Based in the Fraser Valley, British Columbia, Natoya is not only a talented artist exploring race and identity through her work, but also an advocate for Black women’s mental health and the owner of Studio Natoyaista, an eclectic vintage shop. Natoya is currently finishing her Bachelor of Fine Arts degree and when she is not creating art, collecting vintage treasures or exploring the backwoods of British Columbia, you can find her blogging about beauty, nature and small-town life.
1) How did you get into painting?
I’ve always loved art, but I got into painting in high school. I took drawing and painting as an elective course and never looked back.
2) Did anyone or anything in particular inspire your artistic passion?
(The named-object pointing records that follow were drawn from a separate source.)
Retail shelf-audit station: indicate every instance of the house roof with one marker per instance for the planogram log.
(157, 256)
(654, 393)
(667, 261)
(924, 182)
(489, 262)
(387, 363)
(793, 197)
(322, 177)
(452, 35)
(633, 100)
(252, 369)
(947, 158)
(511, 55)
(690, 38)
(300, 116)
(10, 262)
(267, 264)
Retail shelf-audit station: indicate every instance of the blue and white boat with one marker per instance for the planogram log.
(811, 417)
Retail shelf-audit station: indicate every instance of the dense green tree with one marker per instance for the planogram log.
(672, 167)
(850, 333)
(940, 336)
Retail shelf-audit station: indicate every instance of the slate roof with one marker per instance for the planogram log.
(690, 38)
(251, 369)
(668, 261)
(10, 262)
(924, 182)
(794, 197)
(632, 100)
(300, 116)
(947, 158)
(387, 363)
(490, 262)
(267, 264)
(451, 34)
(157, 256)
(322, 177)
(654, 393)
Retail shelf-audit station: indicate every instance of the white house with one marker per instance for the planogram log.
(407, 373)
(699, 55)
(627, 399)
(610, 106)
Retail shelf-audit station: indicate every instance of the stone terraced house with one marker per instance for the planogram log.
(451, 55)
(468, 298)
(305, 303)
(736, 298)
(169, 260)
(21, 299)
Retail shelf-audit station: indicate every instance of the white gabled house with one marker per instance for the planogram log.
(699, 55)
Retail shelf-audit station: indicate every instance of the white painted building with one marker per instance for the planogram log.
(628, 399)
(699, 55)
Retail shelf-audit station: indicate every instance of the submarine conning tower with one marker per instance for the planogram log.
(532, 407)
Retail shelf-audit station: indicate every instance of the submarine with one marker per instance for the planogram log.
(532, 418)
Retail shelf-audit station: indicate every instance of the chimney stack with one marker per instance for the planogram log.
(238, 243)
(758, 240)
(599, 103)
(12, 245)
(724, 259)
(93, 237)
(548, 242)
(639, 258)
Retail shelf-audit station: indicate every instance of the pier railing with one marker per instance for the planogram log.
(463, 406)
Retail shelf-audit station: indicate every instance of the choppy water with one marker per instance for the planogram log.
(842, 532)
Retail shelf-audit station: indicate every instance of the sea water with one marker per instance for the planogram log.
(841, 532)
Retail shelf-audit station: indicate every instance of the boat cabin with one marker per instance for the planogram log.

As a child, I spent a lot of time in church. I would draw semi-nude women in empty spaces of my bible during church as a way to pass the time. This didn’t go over so well with my mother and grandmother. When I moved to Canada, I began exploring my art as a way to help cope with the immense culture shock I was feeling. Imagine coming from a small town in Jamaica to North Vancouver. There weren’t many people that looked like me. And so, I began creating faces I was familiar with.
3) Which techniques and styles do you prefer to work with?
It changes from time to time, but in this season of my art practice, I am very much in love with watercolours, acrylic and resin. I’m a huge fan of mixed media painting.
4) Do you have a subject matter that you are particularly drawn to?
The Black woman in all her glory. I’m particularly drawn to the portrait work of Black women. I find that there is so much richness in the values of skin tones, variations in the fullness of lips, the way we wear our hair. The nuances in cultural beauty and softness are very fascinating to me.
5) How is your work a reflection of you?
I find I represent myself in my portrait work in some small way. As a Black woman, all these ladies are variations of myself. I’m telling my story through them.
6) What inspires you?
I get my inspiration from nature. I am especially fond of wildflowers, daisies, antique botanical drawings, nature, fashion, old women and social justice.
7) Can you share with us your process when creating a piece?
I start my creative process by sketching in my sketchbook. I then select a few of my favourites and turn them into watercolour paintings just to see if I’m happy with my use of colour and placement. It’s sort of a dry run to see how the piece will turn out. The final step is either to create a physical painting or create a painting digitally.
8) Other than painting, what are your passions in art or life?
My passion lies in social justice causes, gender equality, race equality, you know – basic human rights. On the lighter side of things, I love to garden. My favourite plants to grow are dahlias and lamb’s ear, which are very low maintenance and so beautiful in the garden.
9) Any advice you would like to share with aspiring artists?
This is a very cliché but true answer: NEVER GIVE UP. As an aspiring artist, things are often so discouraging but never give up and do not undersell yourself.
10) Are you working on any new projects you would like to share with us?
I’m currently working on a book of portraits. The portraits will be of old and new work. I’m hoping to have it available by fall of this year.